Protection or prison?
photo: Gyon van Dam
We all do it; we have a bad experience, and put up a wall to protect us.
And then, the wall stays and we forget that we put him there in the first place. We live with it, and it becomes a prison. Forgotten but still erect. And we’re so used to its existence, that “as a bird born in a cage, we think flying is an illness” (Alejandro Jodorowsky).
But how do we bring that wall tumbling down? For me it works this way, in four steps:
First of all, I become aware of a topic I feel sore about, and have felt sore about a long time.
The emotions I feel about the subject, and have every time I think about it, are always the same. Like a copy/paste thing. It’s my brain repeating the same story. And those are in fact the stones that build the wall. That’s the second step, becoming conscious about them.
The third one is the most complicated; trying to gather new perspectives. Sometimes it happens spontaneously, out of empathy with the person/situation I banished behind the wall, but more often I need feedback from others. I ask them to help me find another version of the story, and to turn negativity into positivity. Not necessarily exactly the same topic, but as a transformation.

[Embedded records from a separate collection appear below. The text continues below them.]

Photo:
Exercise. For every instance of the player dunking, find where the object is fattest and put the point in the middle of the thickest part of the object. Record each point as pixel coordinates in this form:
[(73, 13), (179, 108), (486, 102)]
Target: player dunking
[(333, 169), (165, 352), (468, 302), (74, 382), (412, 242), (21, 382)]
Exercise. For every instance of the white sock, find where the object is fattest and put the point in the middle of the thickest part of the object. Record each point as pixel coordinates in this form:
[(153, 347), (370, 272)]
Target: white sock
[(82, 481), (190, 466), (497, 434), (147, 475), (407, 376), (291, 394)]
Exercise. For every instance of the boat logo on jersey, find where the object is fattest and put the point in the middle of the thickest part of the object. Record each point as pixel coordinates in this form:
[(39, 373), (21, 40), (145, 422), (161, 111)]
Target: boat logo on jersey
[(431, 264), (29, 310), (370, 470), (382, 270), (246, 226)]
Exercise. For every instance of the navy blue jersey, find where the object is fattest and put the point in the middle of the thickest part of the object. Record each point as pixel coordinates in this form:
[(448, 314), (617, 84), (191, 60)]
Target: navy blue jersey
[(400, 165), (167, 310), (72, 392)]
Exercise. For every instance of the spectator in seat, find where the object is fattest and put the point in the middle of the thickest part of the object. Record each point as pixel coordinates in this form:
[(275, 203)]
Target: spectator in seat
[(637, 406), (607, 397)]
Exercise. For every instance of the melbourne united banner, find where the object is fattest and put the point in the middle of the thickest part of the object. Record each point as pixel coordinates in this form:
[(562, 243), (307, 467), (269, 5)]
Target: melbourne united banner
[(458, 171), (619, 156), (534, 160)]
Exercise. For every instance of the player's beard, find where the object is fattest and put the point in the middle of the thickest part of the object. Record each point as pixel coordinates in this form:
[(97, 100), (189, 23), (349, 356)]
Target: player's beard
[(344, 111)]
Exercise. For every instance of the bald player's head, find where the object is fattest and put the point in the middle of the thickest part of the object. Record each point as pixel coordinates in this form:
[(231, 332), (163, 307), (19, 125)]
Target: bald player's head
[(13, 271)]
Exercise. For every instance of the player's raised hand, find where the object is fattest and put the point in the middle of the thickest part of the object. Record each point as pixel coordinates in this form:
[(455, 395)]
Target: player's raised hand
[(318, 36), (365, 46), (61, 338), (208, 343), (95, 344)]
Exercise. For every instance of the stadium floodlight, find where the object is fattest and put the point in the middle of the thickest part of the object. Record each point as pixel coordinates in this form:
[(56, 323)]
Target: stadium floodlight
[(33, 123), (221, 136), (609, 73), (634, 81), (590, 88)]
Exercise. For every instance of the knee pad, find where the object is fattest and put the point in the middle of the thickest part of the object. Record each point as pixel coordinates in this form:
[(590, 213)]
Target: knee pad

An example: I could write a book about my bad experiences in the music-scene as a professional musician, but I can also choose to be proud instead, that I have always stayed true to myself, in a difficult environment. (thank you, dear friend who gave me this insight)
And, in the end, how do those stones come tumbling down? That’s step four, letting go, forgiveness Forgiving the other(s), or forgiving yourself, will set you free!